Kruger Park — where many poachers go, because they can cross into Mozambique — has become particularly problematic in terms of poaching. Recently, two men from Mozambique came into South Africa and also killed a rhino. They were recently also sentenced in South African prison, to sixteen years each. Mandlan Chalke is doing more time because of his particular case — in addition to killing two rhinos, he got into an altercation with a guard and one of his accomplices was shot. Because of this, he is going to jail for the killing of two rhinos and of one person.
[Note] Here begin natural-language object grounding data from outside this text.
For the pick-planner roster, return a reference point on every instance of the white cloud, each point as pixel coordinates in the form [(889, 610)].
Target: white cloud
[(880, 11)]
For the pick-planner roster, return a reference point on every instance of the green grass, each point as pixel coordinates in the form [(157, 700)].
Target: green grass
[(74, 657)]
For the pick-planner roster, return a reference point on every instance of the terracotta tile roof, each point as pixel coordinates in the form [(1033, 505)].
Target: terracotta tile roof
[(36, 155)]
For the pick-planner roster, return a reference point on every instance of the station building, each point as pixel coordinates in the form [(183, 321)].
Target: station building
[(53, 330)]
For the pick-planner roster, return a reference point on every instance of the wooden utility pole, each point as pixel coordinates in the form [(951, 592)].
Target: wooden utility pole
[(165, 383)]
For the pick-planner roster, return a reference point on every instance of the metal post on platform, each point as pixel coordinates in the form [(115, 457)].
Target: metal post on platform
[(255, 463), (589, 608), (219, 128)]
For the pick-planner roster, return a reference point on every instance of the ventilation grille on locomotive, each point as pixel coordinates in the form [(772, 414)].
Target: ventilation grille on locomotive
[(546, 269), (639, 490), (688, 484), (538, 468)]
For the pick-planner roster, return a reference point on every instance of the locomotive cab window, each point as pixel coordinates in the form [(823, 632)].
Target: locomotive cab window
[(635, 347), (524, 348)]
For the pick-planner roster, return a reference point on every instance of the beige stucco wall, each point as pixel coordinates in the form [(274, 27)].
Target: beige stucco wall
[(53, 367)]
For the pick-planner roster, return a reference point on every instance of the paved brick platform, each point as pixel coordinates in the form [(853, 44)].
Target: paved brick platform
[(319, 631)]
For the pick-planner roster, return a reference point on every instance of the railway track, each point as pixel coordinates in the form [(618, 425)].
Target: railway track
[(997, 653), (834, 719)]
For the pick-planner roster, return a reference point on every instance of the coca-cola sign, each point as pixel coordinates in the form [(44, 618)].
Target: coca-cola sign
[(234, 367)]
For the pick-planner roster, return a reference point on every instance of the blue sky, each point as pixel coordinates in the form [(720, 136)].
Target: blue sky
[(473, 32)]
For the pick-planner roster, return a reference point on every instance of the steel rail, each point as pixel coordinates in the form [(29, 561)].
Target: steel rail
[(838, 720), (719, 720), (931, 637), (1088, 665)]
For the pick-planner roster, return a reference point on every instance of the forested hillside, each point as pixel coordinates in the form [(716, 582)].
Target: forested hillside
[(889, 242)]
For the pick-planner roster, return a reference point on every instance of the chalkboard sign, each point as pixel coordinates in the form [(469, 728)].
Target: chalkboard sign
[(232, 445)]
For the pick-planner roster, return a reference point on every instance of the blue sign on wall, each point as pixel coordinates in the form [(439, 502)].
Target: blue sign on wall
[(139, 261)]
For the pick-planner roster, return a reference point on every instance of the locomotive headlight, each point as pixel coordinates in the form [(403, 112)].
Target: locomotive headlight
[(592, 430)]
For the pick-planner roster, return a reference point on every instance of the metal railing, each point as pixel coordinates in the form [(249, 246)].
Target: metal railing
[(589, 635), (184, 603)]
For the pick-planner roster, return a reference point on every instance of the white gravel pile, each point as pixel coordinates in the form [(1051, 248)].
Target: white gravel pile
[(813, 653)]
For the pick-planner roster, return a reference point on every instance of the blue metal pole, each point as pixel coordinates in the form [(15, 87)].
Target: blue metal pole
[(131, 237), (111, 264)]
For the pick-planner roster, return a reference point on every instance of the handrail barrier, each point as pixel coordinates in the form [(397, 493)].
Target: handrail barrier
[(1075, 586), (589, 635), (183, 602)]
Either way, both of these examples demonstrate that the country is becoming more serious about rhino poaching. These two sentences come on the backs of years of almost no repercussions for poaching. This year, 62 people have been arrested for the poaching of rhinos, which is a huge increase. And it’s a good move — South Africa has 70% of the world’s rhinos and they lost 1,004 rhinos to poaching just in 2013. The South African government is hoping that these arrests will become a deterrent to other potential poachers, and will show that the state is standing up for the rhinos. Sign this petition to support the South African government in its efforts to stop poaching and support animal welfare.
Dear President Zuma,
Thank you for taking a stronger stance against rhino poaching. It is good to see that your country as a whole is cracking down on poaching. Obviously, this act is so horrible for the rhino population. But, it is also horrible for the economy. It creates a thriving black market that kills the tourism market.
With South Africa contained 70% of the world’s rhinos, it is really the major protector of rhinos as well. For an animal population that is so small, that is really quite the responsibility. We thank South Africa for finally taking the challenge. These first few arrests and sentences are setting a precedent for what is to come.